Review Veeam's Guest Processing settings for the job: Right-click job → Edit → Guest Processing. Verify that application-aware processing is using the correct credentials (domain admin or a SQL-privileged service account).
Check if transaction logs are accumulating — if the database is in Full recovery mode and no log backups are configured, the transaction log will grow until it fills the disk.

T3 — Rebuild

If database corruption is confirmed — this is a dental software vendor escalation (Patterson for Eaglesoft, Henry Schein for Dentrix). Document the DBCC output and engage the vendor.
If transaction log growth is the issue — evaluate switching the database recovery model to Simple (discuss with the dental software vendor first, as some explicitly require Full recovery).
If application-aware processing consistently fails — as a workaround, disable guest processing on the job and rely on crash-consistent backups until the SQL issue is resolved.
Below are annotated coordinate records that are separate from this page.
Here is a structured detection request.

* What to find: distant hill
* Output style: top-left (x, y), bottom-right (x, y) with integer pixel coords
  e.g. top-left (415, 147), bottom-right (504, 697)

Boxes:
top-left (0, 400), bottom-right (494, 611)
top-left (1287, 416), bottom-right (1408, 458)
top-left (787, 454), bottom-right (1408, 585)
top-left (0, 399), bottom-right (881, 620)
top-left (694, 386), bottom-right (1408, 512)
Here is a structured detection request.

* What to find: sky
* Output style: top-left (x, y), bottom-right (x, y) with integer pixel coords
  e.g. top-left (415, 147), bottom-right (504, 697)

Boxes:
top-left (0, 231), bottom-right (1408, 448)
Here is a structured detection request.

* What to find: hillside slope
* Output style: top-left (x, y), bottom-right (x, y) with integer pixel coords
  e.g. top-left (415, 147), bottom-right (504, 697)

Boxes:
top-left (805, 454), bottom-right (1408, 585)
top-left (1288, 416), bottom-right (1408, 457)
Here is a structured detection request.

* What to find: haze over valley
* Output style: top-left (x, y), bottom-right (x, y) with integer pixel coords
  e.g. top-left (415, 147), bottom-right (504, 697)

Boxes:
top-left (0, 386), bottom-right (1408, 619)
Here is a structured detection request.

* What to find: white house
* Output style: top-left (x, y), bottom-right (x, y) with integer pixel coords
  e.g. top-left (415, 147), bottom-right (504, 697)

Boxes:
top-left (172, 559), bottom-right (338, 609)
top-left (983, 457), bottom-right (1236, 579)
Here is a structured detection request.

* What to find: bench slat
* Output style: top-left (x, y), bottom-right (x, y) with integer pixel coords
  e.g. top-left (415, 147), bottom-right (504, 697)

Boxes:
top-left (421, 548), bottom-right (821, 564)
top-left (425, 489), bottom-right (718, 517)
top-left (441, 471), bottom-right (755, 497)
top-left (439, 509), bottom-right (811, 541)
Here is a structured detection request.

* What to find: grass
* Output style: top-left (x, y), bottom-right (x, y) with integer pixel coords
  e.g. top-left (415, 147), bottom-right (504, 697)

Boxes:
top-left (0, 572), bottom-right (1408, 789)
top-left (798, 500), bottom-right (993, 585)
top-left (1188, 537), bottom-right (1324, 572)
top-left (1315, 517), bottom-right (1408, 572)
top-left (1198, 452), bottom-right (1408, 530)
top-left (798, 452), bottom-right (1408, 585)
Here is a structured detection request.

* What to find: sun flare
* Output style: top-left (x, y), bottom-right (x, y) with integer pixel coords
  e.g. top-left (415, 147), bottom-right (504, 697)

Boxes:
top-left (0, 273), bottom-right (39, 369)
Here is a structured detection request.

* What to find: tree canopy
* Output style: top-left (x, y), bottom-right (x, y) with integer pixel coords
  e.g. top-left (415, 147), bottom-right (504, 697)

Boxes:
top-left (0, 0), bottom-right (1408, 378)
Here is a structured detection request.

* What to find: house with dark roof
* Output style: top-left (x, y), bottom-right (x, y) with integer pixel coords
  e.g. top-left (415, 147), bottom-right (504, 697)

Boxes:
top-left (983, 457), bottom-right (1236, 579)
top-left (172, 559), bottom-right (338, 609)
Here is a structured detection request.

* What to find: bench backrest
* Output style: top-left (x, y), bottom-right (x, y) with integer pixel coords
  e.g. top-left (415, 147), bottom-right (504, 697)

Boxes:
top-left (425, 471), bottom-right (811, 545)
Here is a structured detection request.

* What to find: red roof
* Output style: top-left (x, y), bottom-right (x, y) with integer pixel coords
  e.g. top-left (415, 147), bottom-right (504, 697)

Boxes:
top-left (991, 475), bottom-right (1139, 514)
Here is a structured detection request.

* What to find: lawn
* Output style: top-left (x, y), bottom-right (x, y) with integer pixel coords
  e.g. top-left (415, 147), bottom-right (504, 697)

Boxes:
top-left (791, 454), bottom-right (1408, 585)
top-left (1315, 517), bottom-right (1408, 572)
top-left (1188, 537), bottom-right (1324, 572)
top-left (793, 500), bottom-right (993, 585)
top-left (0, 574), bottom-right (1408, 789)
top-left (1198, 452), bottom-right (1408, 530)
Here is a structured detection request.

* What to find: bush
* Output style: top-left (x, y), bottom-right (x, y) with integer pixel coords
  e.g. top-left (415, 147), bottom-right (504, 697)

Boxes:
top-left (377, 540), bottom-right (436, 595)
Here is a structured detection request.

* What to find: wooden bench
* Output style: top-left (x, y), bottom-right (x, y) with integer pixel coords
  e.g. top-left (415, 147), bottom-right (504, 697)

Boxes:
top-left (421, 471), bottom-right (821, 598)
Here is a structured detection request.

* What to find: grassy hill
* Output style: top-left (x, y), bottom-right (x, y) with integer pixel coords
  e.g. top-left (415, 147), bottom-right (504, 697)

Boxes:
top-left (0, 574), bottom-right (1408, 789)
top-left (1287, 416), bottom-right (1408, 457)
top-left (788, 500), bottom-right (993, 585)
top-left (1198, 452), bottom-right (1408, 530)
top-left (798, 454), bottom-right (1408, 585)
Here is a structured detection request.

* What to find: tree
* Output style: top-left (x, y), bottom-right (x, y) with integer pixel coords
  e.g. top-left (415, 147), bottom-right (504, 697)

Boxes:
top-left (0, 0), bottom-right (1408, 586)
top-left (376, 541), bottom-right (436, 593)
Document this trade-off in the HALO ticket.

Root Cause Notes: SQL consistency failures most often stem from the dental PMS's own maintenance tasks conflicting with the backup window, or from databases that have accumulated corruption over time. Dentrix in particular runs a "Database Maintenance" utility that holds exclusive locks. Schedule Veeam jobs to avoid overlap with PMS maintenance windows.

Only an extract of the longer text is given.